BLOGGER TEMPLATES AND TWITTER BACKGROUNDS

Tuesday, March 30, 2010

What is wrong with me???

Why is it that when we girls get emotional we end up asking, "what is wrong with me?" Why does anything have to be wrong with me just because I start crying? Or laughing hysterically? Or throwing pillows in anger? I'm a girl, I have emotions, and they need to get out! What's wrong with that? I say nothing, and think that perhaps it is actually "healthy." Maybe not the extreme versions, or completely uncontrollable. I'm still on the fence about my sudden tears when walking home from Target tonight. Actually, I take it back. I seem to remember a night of ripping apart clothes that were given to me by a certain someone (is his new name Hugh?). The screaming absurdities, yelling profanities, and ripping apart those stupid clothes was one of the healthier moments I remember of my anger; and yes, it was absolutely an outburst. So why do I keep asking myself what the hell is wrong with me?

Well, I'll tell you what's wrong with me. I saw my life in a movie a few nights ago. We watched "Bridget Jones's Diary" in the hopes of mindless entertainment. I was hoping to fall asleep. Instead, the damn thing made me think and it made me want to throw whatever I could at the t.v. As I was watching Daniel schmooze over Bridget, making her feel so sexy and confident, I could have sworn I was watching Eagle Eye (now dubbed Hugh) on screen. There were even certain lines that I'm pretty sure he said to me, and in the same tone and manner and whole nine yards (does anyone know why it's 9 yards instead of some other number?). What really angered me was that in watching him be such a tool, I (and most people) thought "What is she doing with him? Don't be stupid Bridget! He's a jerk and not worth your time! Run away!" That angered me because if Eagle Eye/Hugh is Daniel, then I am Bridget (don't worry, I'm not psychotic; I know that it's a movie and not reality); and if I am Bridget, then I am the one who was stupid and made a fool of. So I am mad at myself for falling for his dumb schmoozing, and I'm mad at him for doing the schmoozing and making a fool of me.
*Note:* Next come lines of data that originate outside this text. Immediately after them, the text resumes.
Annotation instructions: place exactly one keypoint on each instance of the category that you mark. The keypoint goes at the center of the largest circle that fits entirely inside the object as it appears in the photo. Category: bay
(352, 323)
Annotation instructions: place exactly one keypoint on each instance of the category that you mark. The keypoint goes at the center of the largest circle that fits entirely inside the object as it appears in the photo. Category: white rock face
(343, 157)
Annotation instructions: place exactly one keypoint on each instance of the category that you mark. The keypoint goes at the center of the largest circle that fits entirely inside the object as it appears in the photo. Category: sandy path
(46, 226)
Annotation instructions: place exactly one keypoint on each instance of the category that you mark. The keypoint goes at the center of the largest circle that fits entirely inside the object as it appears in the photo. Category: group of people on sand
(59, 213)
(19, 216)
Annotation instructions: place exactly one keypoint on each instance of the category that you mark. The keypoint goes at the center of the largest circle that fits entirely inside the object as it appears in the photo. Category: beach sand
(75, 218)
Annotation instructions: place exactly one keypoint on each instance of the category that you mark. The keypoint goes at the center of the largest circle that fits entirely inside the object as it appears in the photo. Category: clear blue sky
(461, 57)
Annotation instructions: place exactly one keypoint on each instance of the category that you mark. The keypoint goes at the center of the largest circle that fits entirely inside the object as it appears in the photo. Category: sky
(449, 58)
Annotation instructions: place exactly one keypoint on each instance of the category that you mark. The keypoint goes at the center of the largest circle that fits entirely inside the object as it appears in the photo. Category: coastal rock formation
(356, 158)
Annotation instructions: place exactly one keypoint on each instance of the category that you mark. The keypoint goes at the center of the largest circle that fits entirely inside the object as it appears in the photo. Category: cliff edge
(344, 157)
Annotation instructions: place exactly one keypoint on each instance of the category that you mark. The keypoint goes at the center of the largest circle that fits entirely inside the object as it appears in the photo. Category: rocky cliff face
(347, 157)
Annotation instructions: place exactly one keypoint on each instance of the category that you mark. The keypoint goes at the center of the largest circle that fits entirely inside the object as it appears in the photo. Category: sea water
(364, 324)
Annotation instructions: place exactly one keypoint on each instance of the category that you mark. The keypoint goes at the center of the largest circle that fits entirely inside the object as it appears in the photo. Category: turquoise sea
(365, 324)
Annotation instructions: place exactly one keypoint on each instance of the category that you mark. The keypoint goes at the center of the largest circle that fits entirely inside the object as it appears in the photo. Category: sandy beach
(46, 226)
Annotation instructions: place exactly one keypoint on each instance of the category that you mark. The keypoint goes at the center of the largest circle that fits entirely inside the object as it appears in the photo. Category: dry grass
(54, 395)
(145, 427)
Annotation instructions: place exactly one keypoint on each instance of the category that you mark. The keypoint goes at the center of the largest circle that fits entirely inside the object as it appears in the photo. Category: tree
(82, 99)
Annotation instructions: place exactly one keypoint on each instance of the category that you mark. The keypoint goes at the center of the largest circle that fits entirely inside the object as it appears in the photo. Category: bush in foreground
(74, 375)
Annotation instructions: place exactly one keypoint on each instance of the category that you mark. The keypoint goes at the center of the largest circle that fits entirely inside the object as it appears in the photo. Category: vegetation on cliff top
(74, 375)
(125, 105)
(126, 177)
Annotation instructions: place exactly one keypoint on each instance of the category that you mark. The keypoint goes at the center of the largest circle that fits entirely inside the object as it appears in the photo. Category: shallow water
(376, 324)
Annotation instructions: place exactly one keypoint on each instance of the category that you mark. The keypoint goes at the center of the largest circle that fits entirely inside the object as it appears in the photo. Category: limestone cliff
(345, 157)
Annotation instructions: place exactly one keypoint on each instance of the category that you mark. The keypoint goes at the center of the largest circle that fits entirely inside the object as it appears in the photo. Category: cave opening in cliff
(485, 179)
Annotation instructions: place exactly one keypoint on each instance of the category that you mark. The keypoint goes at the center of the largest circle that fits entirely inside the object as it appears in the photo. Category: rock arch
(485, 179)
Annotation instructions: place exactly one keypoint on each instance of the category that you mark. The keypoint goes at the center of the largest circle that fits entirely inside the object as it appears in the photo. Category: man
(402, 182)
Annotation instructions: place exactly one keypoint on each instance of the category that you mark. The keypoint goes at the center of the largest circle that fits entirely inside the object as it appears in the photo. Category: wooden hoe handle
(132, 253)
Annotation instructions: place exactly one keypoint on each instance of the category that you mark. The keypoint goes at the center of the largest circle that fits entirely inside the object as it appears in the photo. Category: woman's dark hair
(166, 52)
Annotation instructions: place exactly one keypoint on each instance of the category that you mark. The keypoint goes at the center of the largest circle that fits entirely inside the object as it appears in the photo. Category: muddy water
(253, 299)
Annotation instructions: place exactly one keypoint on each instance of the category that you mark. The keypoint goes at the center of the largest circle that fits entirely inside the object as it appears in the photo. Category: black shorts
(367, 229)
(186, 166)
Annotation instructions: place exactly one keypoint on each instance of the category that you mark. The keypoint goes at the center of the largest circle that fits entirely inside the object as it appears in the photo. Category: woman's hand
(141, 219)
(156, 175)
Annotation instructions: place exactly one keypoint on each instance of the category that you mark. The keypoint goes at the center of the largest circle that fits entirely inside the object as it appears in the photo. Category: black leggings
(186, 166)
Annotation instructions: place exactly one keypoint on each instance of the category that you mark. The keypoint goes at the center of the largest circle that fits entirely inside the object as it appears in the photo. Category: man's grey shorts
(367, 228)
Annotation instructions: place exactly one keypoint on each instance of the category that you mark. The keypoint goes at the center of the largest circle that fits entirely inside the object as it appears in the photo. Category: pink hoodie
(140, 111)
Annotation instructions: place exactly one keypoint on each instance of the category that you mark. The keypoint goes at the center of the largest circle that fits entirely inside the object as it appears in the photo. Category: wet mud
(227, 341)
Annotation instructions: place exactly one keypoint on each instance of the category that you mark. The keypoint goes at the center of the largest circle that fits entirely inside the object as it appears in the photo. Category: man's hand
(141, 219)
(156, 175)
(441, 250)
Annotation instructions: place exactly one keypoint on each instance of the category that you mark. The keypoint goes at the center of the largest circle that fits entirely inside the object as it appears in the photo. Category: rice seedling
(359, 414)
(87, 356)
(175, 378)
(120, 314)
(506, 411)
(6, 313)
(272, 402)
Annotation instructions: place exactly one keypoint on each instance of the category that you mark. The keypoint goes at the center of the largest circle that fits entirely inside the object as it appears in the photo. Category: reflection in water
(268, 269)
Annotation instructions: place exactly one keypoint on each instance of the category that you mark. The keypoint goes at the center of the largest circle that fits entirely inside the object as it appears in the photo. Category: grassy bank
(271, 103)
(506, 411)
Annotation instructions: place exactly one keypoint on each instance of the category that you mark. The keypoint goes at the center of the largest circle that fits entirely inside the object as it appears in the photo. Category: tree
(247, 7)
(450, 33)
So that's what's wrong with me. A dumb-ass, douchebag/Glen, emotionally retarded, immature, selfish (streaming line of profanities, mainly fucking) jerk of guy made me into a fool. And I hate him. And I love him. And I don't know how or why I can feel both things simultaneously, and I don't know what to do with either let alone both. So I cry and I scream and I laugh. I want to kick his tire until it's flat. I cry on my walk home from Target. I cry when I walk past his apartment building. I cry from the pit of my stomach, so much that it actually hurts me. And I get pissed because two months later it feels worse than it did the night I left him. I've said all I can say and done all I can do, so now I have to wait. I don't even know what I'm waiting for half the time. Some miracle? An answer? Reconciliation, or whatever ambiguous psychological term you want to use? The chance to throw eggs at him? One last time to be with him, and be held by him? Or a day when I finally don't think about him?

That's probably enough insight into my mind for now. I should add a disclaimer though - I realize that all of this sounds uber depressing and probably worrisome, but there is no need to worry. The crazy emotions only come in moments, and I know that I'm actually okay and "simply" making my way through whatever process this is.